Levels fluctuate, but in one spot in 2021 in south Delhi, faecal bacteria levels exceeded maximum health regulations by 8800 times.
But many say they are frustrated at the situation.
“The river is sacred to us, but all the filth from the industrial belt nearby is being pumped into it,” added Mr Kumar.
“Every year they say they are going to clean it, but nothing ever happens.”
The situation is hardly unique to the Yamuna — India has some of the most notoriously polluted waterways on the planet.
Seventy per cent of surface water in India is estimated to be unfit for human consumption, according to the Asian Development Research Institute (ADRI).
Hundreds of millions of people across the country, with its rapidly growing population of 1.4 billion, are exposed to river pollution every year in a growing health and economic crisis.
In 2011, the World Bank noted that around one in every 10 deaths in India is from causes related to inadequate sanitation and hygiene, or about 400,000 lives per year, many children under five.
The report estimated the cost of environmental degradation in India at $US80 billion a year with health costs related to water pollution alone of around $US8.7 billion.
The 2500-kilometre Ganges, which flows from the Himalayas across northern India into the Bay of Bengal in Bangladesh, is considered the holiest river to Hindus but is also the most polluted.
Human corpses are often seen floating in the Ganges, owing to the illegal practice of water burials as many poor people often cannot afford cremation.
In 2015, more than 100 badly decomposed corpses were found washed up in a shallow tributary of the Ganges near the village of Pariyar in Uttar Pradesh.
“These traditions [of placing the dead in the river] are actually becoming a health hazard with the dead bodies rotting instead of flowing off in the river,” Mallika Bhanot from river conservation non-profit Ganga Ahvaan told news channel CNN-IBN at the time.
“Earlier it used to flow into the river and the fishes and everything used to feed on it and it was something that was going [on] harmoniously [with nature].”

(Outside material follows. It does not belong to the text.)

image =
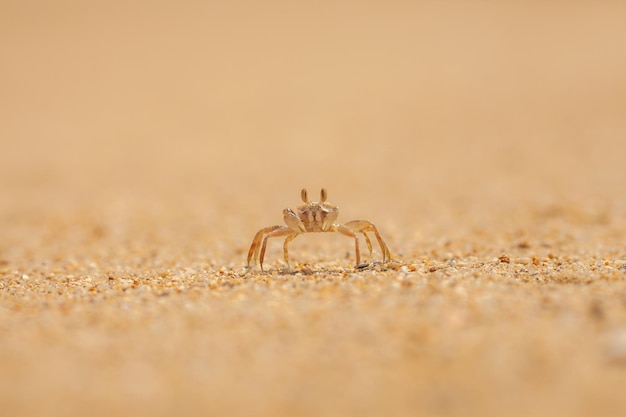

Indian Prime Minister Narendra Modi has long promised to clean up the country’s rivers, including by building millions of toilets to discourage open defecation, but little apparent progress has been made.
Poor infrastructure means at least half of India’s sewage is not treated and discharged directly into waterways, while lax enforcement of environmental regulations sees most factories continue to dump their waste into rivers.
“Every country in the world faces challenges with pollution but India is a huge country, with a high population density and a high rate of urbanisation,” Nitin Bassi from India’s Council on Energy, Environment and Water told The Telegraph in 2022.
“Of course, therefore, the scale of the problem in India is much bigger than other nations.”
In central India’s Jharkhand province, villagers drink thick black water scooped from the Damodar river, choked with ash from local coal stations and mining companies, household waste and animal carcasses.
“We have used this water for drinking and bathing since I was a small child,” Tuklal Mahto told the newspaper.
“But the numbers of people getting sick from using the water are increasing and we don’t have any other alternative. We have lived in this area for generations, our homes are here. The river has definitely gotten dirtier in recent years. The water is so dusty and polluted that it is making all of the children sick. We don’t have any money to migrate so we are stuck here drinking this garbage water.”